Real world benchmarks and big O measure different things, so one is not a substitute for another.
Real world benchmarks don't just measure the algorithm, they also measure the implementation. By comparing big O, you can compare algorithms directly instead of comparing implementations of the algorithms.
Big O doesn't take into account constant factors, the time variability of CPU operations (e.g. cache hit vs cache miss), implementation details, or that all useful input sizes might be small. This means that even though an algorithm might have a better big O, it might actually be worse than other algorithms for practical size inputs.
Creating an algorithm with a better big O is a mathematical breakthrough, but it's not proof that it's going to be practical in the foreseeable future. If you want to additionally prove that, you need real-world benchmarks. So real-world benchmarks would be useful here for some people. It might not be useful for the authors though if their goal is just to prove algorithmic superiority rather than real-world superiority.
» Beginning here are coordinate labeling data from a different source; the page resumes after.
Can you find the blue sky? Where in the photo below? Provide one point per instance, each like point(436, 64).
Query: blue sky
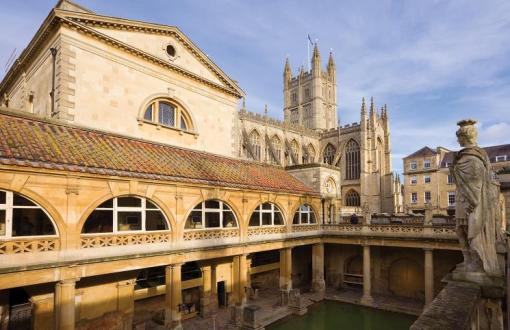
point(432, 62)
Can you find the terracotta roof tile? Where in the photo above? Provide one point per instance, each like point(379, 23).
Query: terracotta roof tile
point(42, 144)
Creating a real-world benchmark also has the problem that existing implementations have likely been tuned with microoptimizations for years, and the new algorithm's implementation won't have been, leading to an unfair comparison. Your example of 10ms vs 9ms is such a small difference that microoptimizations would matter much more than it.
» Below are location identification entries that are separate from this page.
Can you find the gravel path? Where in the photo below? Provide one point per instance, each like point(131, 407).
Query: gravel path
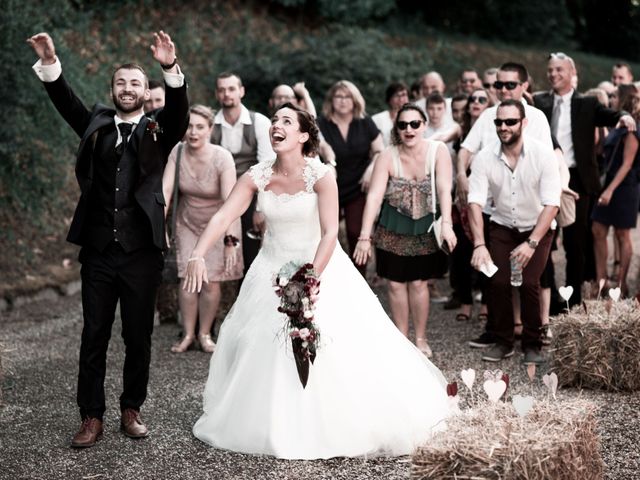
point(41, 343)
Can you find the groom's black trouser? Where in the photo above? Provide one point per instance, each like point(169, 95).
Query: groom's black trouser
point(107, 277)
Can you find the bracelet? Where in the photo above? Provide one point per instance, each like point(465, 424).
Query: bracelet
point(231, 241)
point(171, 65)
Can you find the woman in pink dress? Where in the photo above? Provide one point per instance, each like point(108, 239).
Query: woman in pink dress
point(206, 176)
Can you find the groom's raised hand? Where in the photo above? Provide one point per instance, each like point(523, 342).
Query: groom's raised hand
point(42, 44)
point(164, 51)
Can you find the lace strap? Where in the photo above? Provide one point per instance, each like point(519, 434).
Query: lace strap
point(261, 173)
point(313, 172)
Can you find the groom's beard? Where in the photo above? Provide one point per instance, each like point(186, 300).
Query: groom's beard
point(136, 105)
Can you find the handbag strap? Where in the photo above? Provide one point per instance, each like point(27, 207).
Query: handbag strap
point(431, 161)
point(174, 198)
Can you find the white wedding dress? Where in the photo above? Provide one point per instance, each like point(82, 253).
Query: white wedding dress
point(370, 390)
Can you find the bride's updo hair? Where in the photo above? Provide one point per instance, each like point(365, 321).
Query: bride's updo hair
point(307, 125)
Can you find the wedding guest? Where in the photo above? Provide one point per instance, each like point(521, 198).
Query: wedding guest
point(461, 274)
point(156, 97)
point(206, 176)
point(406, 251)
point(357, 142)
point(245, 134)
point(118, 221)
point(618, 203)
point(396, 95)
point(526, 196)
I was agreeing with you that real world metrics would be useful.
I was making a couple clarifications. You seemed to imply that real-world metrics can be a substitute for big O, but that's not the case, they do different comparisons.
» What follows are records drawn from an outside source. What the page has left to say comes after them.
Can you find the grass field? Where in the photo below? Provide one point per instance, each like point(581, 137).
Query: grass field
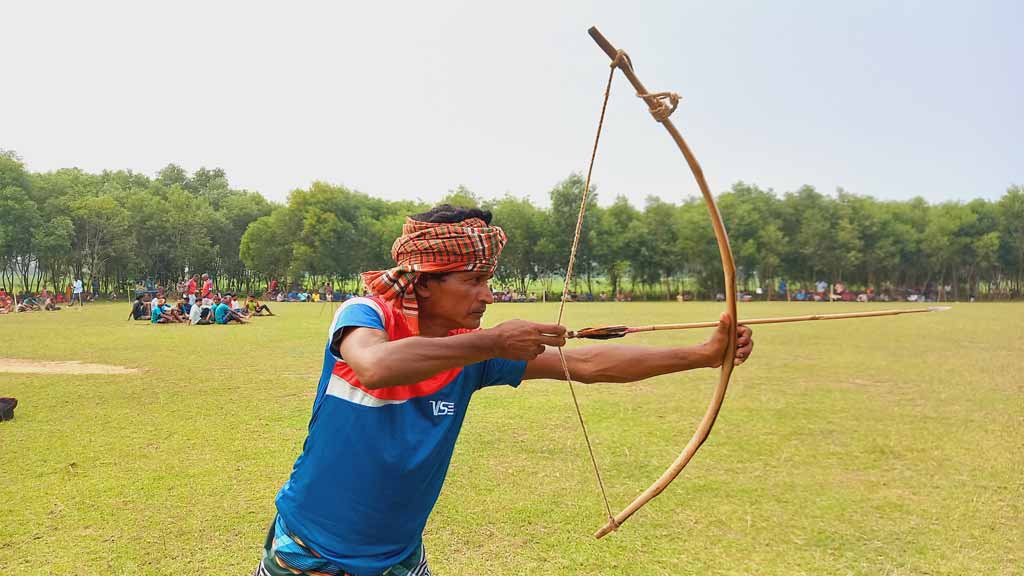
point(882, 446)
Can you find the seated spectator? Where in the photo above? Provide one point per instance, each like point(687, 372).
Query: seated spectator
point(48, 304)
point(182, 309)
point(205, 312)
point(157, 312)
point(256, 309)
point(223, 314)
point(237, 306)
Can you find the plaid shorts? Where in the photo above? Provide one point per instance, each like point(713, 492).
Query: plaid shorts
point(284, 554)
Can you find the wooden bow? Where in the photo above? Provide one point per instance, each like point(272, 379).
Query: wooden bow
point(660, 110)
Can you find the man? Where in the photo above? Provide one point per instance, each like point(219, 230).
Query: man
point(223, 314)
point(157, 312)
point(399, 368)
point(77, 293)
point(255, 307)
point(138, 309)
point(207, 286)
point(190, 289)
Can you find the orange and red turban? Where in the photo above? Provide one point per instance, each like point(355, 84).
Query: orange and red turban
point(470, 245)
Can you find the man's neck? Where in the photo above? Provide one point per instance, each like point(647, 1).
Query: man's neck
point(430, 329)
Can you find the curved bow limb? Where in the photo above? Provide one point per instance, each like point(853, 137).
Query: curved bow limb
point(658, 111)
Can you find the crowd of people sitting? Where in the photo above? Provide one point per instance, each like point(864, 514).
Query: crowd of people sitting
point(27, 301)
point(198, 304)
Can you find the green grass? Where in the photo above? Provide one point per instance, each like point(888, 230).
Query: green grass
point(882, 446)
Also, I was pointing out that the 10ms vs 9ms example isn't a set of numbers that would indicate one algorithm is better than the other, just that one implementation is better than the other.
Despite the prevalence of the question, most people (like myself) would have to break out one of our old textbooks to tell.
Do you have a reference measure that might help? For example: a process that would take 10ms under the following conditions [a,b,c] now takes 9ms?